Tom, a good friend of mine, encouraged me years ago to build some owl houses and place them in the vineyard to help control vermin issues. A good food source would encourage owl reproduction, and subsequently, as it dried up, the owl population would wane. I made 12 of them with the help of my father-in-law, and used old halved PG&E poles to mount them on. Over the years, they have deteriorated to the point where some are severely weathered or are gone completely.
“Hooters,” “Vic’s Place” and “Bert & Lois” were the first to be built, then came “Cathy’s Coop,” “Dan’s UFOwl,” “Scottland Yard” and “Phillip’s Fowl Ball.” Soon there came “Casa Blanca” — my crews loved that one — that is where El Presidente lives — “Bird of Pray — t ,” “Spruce Goose” and the “The Wine Maker.” I finished it with “Hoo Me?”

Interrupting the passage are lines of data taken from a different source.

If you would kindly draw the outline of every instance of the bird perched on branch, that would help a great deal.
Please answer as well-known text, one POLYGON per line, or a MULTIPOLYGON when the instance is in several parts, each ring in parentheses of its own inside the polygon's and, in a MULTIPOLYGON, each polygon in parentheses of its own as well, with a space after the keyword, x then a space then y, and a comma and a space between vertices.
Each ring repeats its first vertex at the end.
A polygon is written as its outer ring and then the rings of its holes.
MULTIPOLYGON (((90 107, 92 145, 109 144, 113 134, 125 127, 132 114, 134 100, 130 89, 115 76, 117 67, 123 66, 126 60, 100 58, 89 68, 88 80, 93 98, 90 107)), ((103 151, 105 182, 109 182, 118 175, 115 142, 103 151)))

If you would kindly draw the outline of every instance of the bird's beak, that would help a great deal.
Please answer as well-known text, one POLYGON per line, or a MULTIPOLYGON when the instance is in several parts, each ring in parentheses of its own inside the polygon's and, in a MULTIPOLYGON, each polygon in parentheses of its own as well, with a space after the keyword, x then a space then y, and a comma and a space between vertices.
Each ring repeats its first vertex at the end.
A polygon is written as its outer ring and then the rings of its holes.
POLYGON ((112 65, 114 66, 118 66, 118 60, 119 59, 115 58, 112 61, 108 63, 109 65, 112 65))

I named the houses so I could designate certain sections of the vineyard in conversation or work to be done. The names proved to be much more than that. They have been occupied by many things over time, some of which were barn and screech owls, ducks and bees, each having their own unique hazards. I had to move the screech owls away from the house for lack of sleep (and due to white car stripes). I didn’t argue with the bees. A neighbor teacher used some of the pellets in his high school biology class.
The chef school “Cordon Bleu” came a few years ago, and we did a walk through the vineyard and a wine and food pairing. LAVA enjoys a cooperative effort in learning and using the half acre of multiple varietals. Next month, the Viticulture Club from Fresno State is coming up for a talk on old vine Zin.
As the next generation comes on strong, they will build new houses. If you can’t have fun along the way, then what is the point?
Castle MacLachlan swing set lives on.